Studiano,
sono una bella classe terza, probabilmente saranno promossi, ma sono
solo 13: il Provveditorato nega fin d'ora la continuazione del loro
percorso di studi
Mercoledì 9 maggio
2012, alle ore 10.40, è accaduto, all’IIS Fantini di Vergato, un
fatto inquietante.
La classe III
Grafica si stava preparando, insieme alla prof.ssa di storia
dell’arte, all’esame di qualifica che si terrà tra 10 giorni
quando, la dirigente, è entrata in aula con un plico di lettere.

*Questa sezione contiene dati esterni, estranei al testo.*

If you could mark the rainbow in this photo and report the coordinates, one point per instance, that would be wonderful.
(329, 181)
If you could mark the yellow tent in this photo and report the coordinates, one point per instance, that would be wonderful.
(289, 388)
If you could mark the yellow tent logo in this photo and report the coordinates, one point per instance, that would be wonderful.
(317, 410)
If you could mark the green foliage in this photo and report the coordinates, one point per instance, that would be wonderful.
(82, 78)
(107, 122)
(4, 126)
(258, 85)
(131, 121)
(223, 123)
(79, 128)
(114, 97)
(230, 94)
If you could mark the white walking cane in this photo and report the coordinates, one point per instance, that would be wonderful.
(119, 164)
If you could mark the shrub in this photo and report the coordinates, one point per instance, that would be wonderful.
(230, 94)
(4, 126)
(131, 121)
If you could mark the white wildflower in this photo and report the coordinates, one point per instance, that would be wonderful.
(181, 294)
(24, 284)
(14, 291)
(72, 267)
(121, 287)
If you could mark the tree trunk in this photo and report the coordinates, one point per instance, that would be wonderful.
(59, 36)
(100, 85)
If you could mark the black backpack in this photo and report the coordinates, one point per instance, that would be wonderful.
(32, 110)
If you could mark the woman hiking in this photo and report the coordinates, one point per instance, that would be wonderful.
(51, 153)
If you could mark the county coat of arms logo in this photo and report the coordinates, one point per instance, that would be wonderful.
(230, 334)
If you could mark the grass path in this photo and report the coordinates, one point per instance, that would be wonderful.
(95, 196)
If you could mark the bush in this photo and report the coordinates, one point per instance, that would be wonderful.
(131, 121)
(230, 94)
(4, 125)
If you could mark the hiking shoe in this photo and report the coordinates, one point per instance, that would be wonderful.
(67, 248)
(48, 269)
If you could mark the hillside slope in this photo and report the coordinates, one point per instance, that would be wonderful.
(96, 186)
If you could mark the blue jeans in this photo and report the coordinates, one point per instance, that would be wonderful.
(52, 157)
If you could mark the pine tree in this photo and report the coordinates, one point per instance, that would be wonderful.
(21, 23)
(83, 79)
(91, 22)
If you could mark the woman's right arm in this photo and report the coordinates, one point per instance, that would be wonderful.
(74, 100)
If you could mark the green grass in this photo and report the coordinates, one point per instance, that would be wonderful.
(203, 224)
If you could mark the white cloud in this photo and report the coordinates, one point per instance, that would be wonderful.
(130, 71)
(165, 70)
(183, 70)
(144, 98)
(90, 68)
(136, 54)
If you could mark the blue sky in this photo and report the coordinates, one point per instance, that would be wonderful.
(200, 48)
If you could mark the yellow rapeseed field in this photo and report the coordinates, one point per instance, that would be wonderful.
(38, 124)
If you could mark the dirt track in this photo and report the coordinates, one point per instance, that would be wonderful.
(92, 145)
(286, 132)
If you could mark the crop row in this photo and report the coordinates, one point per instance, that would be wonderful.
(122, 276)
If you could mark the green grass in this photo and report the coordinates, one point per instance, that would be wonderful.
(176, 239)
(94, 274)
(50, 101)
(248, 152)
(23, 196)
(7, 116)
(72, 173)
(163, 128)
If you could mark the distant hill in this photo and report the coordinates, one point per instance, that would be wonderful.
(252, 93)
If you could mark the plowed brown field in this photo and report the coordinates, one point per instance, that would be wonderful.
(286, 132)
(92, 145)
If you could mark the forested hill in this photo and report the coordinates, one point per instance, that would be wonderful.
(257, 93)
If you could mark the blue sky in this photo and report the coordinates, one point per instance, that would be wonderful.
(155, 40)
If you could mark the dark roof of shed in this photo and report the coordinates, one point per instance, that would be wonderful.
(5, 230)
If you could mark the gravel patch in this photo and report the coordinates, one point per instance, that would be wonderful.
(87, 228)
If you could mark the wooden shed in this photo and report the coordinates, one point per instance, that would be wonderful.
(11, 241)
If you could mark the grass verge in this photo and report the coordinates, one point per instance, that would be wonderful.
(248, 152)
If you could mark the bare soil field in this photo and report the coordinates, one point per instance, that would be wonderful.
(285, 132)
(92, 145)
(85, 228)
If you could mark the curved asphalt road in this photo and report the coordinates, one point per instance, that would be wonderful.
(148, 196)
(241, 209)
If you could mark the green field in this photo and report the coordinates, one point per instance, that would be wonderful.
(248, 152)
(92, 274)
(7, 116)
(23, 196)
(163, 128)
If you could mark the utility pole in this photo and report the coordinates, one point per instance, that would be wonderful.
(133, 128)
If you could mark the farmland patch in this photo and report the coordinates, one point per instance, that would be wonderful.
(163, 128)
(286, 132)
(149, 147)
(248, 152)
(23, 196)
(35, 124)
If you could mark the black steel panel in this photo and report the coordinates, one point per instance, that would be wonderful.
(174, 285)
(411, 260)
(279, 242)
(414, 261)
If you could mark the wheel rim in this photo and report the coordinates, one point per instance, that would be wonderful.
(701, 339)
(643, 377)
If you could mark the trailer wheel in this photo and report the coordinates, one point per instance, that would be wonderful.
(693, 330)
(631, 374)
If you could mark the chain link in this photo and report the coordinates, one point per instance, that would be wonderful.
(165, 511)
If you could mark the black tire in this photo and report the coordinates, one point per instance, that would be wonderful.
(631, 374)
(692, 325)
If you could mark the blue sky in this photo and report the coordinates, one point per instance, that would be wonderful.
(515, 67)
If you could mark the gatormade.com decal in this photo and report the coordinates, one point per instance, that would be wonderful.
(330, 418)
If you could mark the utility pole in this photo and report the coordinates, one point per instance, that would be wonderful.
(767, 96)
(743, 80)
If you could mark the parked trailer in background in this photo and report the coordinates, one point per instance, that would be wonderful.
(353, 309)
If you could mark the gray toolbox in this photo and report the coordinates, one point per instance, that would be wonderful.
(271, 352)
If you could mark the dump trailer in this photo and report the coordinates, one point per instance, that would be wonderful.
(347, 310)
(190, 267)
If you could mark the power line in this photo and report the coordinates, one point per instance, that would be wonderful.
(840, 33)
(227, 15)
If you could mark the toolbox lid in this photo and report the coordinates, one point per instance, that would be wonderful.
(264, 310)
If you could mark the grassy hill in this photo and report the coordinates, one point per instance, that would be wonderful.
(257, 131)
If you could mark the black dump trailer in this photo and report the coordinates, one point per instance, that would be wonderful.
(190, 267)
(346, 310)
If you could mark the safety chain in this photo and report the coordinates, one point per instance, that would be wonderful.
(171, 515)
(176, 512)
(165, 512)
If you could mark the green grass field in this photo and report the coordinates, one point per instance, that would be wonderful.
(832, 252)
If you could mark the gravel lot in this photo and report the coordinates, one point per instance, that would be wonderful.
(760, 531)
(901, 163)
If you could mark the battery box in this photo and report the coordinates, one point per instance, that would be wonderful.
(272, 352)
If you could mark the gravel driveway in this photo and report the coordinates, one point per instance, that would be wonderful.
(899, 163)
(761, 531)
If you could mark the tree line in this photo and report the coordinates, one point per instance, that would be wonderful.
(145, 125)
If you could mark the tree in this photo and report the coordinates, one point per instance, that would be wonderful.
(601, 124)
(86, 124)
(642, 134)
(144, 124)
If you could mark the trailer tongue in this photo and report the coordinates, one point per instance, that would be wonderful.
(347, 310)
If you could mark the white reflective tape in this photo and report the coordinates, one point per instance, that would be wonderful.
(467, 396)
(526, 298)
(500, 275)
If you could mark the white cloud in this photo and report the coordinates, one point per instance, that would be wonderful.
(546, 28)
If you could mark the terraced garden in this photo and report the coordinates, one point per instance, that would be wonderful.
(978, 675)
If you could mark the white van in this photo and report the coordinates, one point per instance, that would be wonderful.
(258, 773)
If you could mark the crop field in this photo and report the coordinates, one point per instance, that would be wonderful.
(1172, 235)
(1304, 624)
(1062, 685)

«Dovete darle ai vostri genitori, c’è scritto che, a causa del
numero esiguo, in questa scuola non verrà concessa dal
provveditorato la IV. Dovrete quindi iscrivervi in un altro istituto
o...» Marika inizia a piangere. Linda trattiene l’emozione. Debora
si arrabbia e chiede spiegazioni. La preside chiarisce che non c’è
alcuna possibilità, i numeri parlano chiaro. Debora ribatte che loro
non sono numeri, sono persone. Viene organizzata un’assemblea di
classe straordinaria e, insieme ai rappresentanti d’Istituto, viene
scritta una lettera al provveditore di Bologna Martinez. Ancora una
volta si chiede perché, qual è la ragione che impedirà loro di
avere il futuro che vorrebbero. Poi, insieme ai genitori, il
pomeriggio del giorno successivo, gli studenti si recano in
Provveditorato, ma la risposta, anche se più elusiva, è la stessa:
non ci sono i numeri. Bizzarro, mi pareva di aver letto nella
Costituzione che «la scuola è aperta a tutti» (Art. 34)…
Purtroppo la
situazione della Scuola Pubblica è tale che, in città, nessuno si
stupisce. Il DPR 81/2009 parla chiaro: non si possono costituire
classi con un numero medio inferiore a 22, quindi, ci dice il MIUR,
essendo senza dubbio 13 una cifra più bassa di 22, la III grafica
non ha il diritto di esistere e deve estinguersi. Non si tiene però
conto che, di quei tredici, i più vivono in paesini circostanti i
cui mezzi di trasporto non consentono di raggiungere Bologna, ovvero
il luogo più vicino in cui è situato l’indirizzo scolastico
omologo. Questo significa che, verosimilmente, 10 di loro
abbandoneranno gli studi, studi che, a sentir sempre la Costituzione,
dovrebbero essere un diritto. La volontà politica che il
provveditorato manifesta con tale azione non è l’applicazione di
un semplice atto burocratico, bensì l’eliminazione istituzionale
di una classe perfettamente in corso, con tutto ciò che ne consegue.
Ma l’articolo 3 non dice che «è compito della Repubblica
rimuovere gli ostacoli di ordine economico e sociale, che, limitando
di fatto la libertà e l'eguaglianza dei cittadini, impediscono il
pieno sviluppo della persona umana e l'effettiva partecipazione di
tutti i lavoratori all'organizzazione politica, economica e sociale
del Paese»? Imporre, a livello istituzionale, a dei ragazzi
minorenni di abbandonare il proprio percorso scolastico non è forse
impedirne il pieno sviluppo? Ma la Repubblica doveva rimuovere gli
ostacoli o crearne?
In questi ultimi
giorni si fa un gran parlare dell’importanza di diffondere nelle
scuole la cultura della valutazione. Forse, invece, è il caso di
diffondere, in primis al MIUR, il valore dell’istruzione. Il Paese,
composto da persone e non da numeri, non può assolutamente
permettersi di rinunciarvi. Quindi, vi e mi domando: dobbiamo
accettare tutto nel silenzio anche questa volta? Tolleriamo che
sopprimano una classe che vorrebbe semplicemente completare il
proprio piano di studi? Possiamo permettere l'eliminazione
burocratica del percorso scolastico di questi 13 ragazze e ragazzi?